Colorado state regulators had their own concerns about what the United States, including lawmakers in Washington, would see on TV during those first days. Licensed sales were now legal. But smoking pot in public wasn’t, and Coloradans were asked to respect the rules, which nearly all did after making their purchases, says Mr. Baca. “They weren’t lighting up on the streets.”
Why We Wrote This
Ten years after individual states began legalizing marijuana, signs of a shift in perspective surface. Behind the growing commercial presence lie people’s preferences, states’ power – and unanswered questions.
Ten years on, the whiff of pot is pervasive in parts of Denver, though the ban on public consumption remains. The stigma of shopping at the dispensaries that dot the streets has largely gone up in smoke, as cannabis takes its place alongside other legal intoxicants. “More professionals are using it,” says Brian Vicente, a lawyer who co-directed Colorado’s 2012 campaign for legalization via a ballot initiative. “People are not parking three blocks away from their store because they don’t want to have their license plate written down.”

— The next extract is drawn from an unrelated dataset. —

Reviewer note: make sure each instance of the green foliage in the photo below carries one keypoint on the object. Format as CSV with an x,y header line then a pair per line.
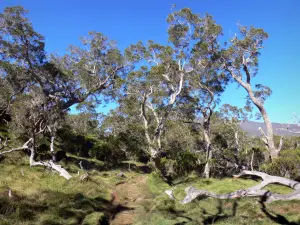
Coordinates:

That sense of normalization, of a page turning on an era of pot prohibition, extends beyond Colorado. More than half of Americans now live in jurisdictions that have legalized recreational cannabis, while 37 states and the District of Columbia provide access to medical marijuana, which was pioneered by California in 1996. A more than $30 billion legal industry has become a significant employer in some states; Mr. Baca now runs his own cannabis-focused public relations agency, Grasslands, in Denver.
This wave of state legislation has tracked public opinion on marijuana in a sea change comparable to the shift in approval of same-sex marriage. In 1991, only 17% of Americans favored the legalization of cannabis, according to Pew Research Center. In 2022, 88% of respondents told Pew it should be legal, either for medical and recreational use or for medical use only, while only 10% said it should be illegal.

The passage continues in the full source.